子时将至,峪道东西两侧同时传来动静。
东面,是打着双塔寨监镇衙门灯笼的运粮车队,两百余人,车轮碾过碎雪,发出“嘎吱”声。
西面,清脆密集的马蹄声由远及近,一队剽悍草原骑士如风掠至峪口空地,百八十人。
双方不是第一次交易,并无多余寒暄。
胡商头领一挥手,随从提着沉甸甸的皮袋上前。
杨秋兴的心腹管家示意手下打开粮袋,露出白花花的大米。
胡商抓把米捻了捻,满意点头。
就在双方首领伸手,即将完成钱货交割的刹那——
居高临下的赵平眼中寒光骤闪,弯弓搭箭,一支响箭直射夜空,尖锐唿哨划破沉寂!
“杀——!”
刹那间,夺命箭矢并非射向灯笼,而是精准泼洒向交易现场核心的双方护卫,现场顿时大乱。
“是……是马贼?”
“保护金豆!”“该死,护住粮食!”
惊呼声、怒吼声、兵刃碰撞声瞬间炸开!
伪装马贼的边军锐士如狼似虎,从山坡猛扑而下。
马蹄如雷,刀光闪耀。
他们刻意不分目标,同时攻击官兵与胡人,搅乱场面,坐实“悍匪抢劫”的假象!
王铁山一马当先,朴刀挥舞虎虎生风,接连砍翻挡路者,直奔杨秋兴的心腹管家;
赵平目光如炬,锁定试图在胡人护卫掩护下骑马逃窜的胡商头领,长枪如毒龙出洞,连续挑翻数名悍勇护卫,直取目标!
战斗激烈却短促。
在有心算无心的精锐突袭下,双方护卫虽奋力抵抗,却很快被分割歼灭。
企图趁乱溜走的管家被一脚踹翻,捆得结实;胡商头领也被赵平一枪杆扫落马下。
金豆与粮食尽数缴获,铁证如山。
连夜审讯,管家与胡商被分开问话,一番手段下,两人供词相互印证——杨秋兴盗卖官粮、资敌牟利的铁案就此铸成。
就在赵平、王铁山等人伏击得手,取得关键口供时,双塔城寨的李山率大队骑兵,以追绞鞑子为由,通报守军入寨,封锁四门。
任何人敢出城,无论背景,一律拿下。
王良和秦小六带人明面上鼓舞当事人。
秦猛下令暗部猎犬,联络城内情报站,巧妙在茶楼酒肆散播杨秋兴的龌龊事,悄然引导民意,积郁的怨愤如暗流涌动。
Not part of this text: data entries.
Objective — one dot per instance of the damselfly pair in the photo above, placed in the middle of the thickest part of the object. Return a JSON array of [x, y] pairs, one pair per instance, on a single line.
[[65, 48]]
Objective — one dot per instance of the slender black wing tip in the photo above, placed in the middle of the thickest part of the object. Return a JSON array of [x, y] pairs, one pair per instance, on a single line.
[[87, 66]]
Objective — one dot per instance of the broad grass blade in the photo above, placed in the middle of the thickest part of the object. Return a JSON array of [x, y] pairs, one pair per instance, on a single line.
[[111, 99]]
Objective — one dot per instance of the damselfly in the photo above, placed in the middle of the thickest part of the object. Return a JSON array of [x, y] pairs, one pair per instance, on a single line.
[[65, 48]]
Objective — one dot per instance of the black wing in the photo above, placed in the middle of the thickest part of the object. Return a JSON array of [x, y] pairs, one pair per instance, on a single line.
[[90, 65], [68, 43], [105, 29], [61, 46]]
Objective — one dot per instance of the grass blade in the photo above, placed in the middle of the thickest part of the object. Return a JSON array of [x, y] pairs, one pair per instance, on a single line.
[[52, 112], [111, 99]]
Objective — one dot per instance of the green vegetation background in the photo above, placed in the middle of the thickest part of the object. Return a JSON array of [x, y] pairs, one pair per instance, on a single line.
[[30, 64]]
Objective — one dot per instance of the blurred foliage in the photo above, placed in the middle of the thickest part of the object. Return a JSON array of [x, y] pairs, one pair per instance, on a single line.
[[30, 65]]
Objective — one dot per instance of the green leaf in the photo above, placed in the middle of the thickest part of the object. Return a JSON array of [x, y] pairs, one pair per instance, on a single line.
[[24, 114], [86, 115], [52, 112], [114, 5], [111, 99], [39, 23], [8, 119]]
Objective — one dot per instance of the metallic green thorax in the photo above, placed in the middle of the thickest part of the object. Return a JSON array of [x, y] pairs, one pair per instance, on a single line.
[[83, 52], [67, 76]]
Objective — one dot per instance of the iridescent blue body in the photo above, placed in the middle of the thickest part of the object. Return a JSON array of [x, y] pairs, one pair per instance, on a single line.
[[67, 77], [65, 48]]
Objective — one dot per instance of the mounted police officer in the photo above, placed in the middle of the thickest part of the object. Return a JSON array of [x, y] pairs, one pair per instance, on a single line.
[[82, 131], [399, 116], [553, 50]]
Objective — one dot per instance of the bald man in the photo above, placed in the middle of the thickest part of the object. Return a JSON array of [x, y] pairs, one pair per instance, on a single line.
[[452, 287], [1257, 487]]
“听说了吗?杨监镇的小舅子半月前强占东村王老汉家的军田,逼得老汉一家上吊!”
“何止!城外新来的马匪,怕是跟杨监镇有勾结,不然怎专抢不上供的商队?”
“诶哟,这杨啥玩意胆子这么大?”
“这有什么不敢?幽州杨家是了不得的势力。”
“自从城寨有了监镇,百姓日子越来越难过喽!”
在有心人推波助澜下,流如野火蔓延。
杨秋兴小舅子强占军田、逼死十几条人命的详细状纸和血泪控诉,被匿名投递到知寨何琼案头,连同确凿物证。
对杨秋兴跋扈隐忍不发的何琼,看着赵平派人秘密送来的通敌铁证,听着窗外愈演愈烈的民怨,知道动手时机已到。
次日清晨,何琼终于不再沉默,亲自披甲,率亲兵直扑监镇衙门。衙门内的杨党羽翼尚未弄清状况,便被飞虎卫以雷霆之势,迅速控制。
整个过程不过半日,双塔城寨变天。
杨秋兴及其核心党羽下狱,家产抄没。一切看似是城寨数千军民暴乱,雷牙营内部忍无可忍的雷霆清算,而铁血军寨的身影隐于幕后。
消息传回,秦猛拊掌:“干得漂亮!告诉李山、王铁山,清理手尾,做得干净些。另外咱兴师动众,该我们的那份,一粒米都不能少!”
双塔城寨的何知寨,或许是受够了这被掣肘的局面,丝毫不留情面。处理手法竟与魏文如出一辙。把杨秋兴当众砍了脑袋来平息民愤。
余下党羽,该杀的杀,该充军的充军,所缴获的钱粮充作军资,同样大部分往幽州大营赵将军那里送,给秦猛和赵平各送上一份厚礼。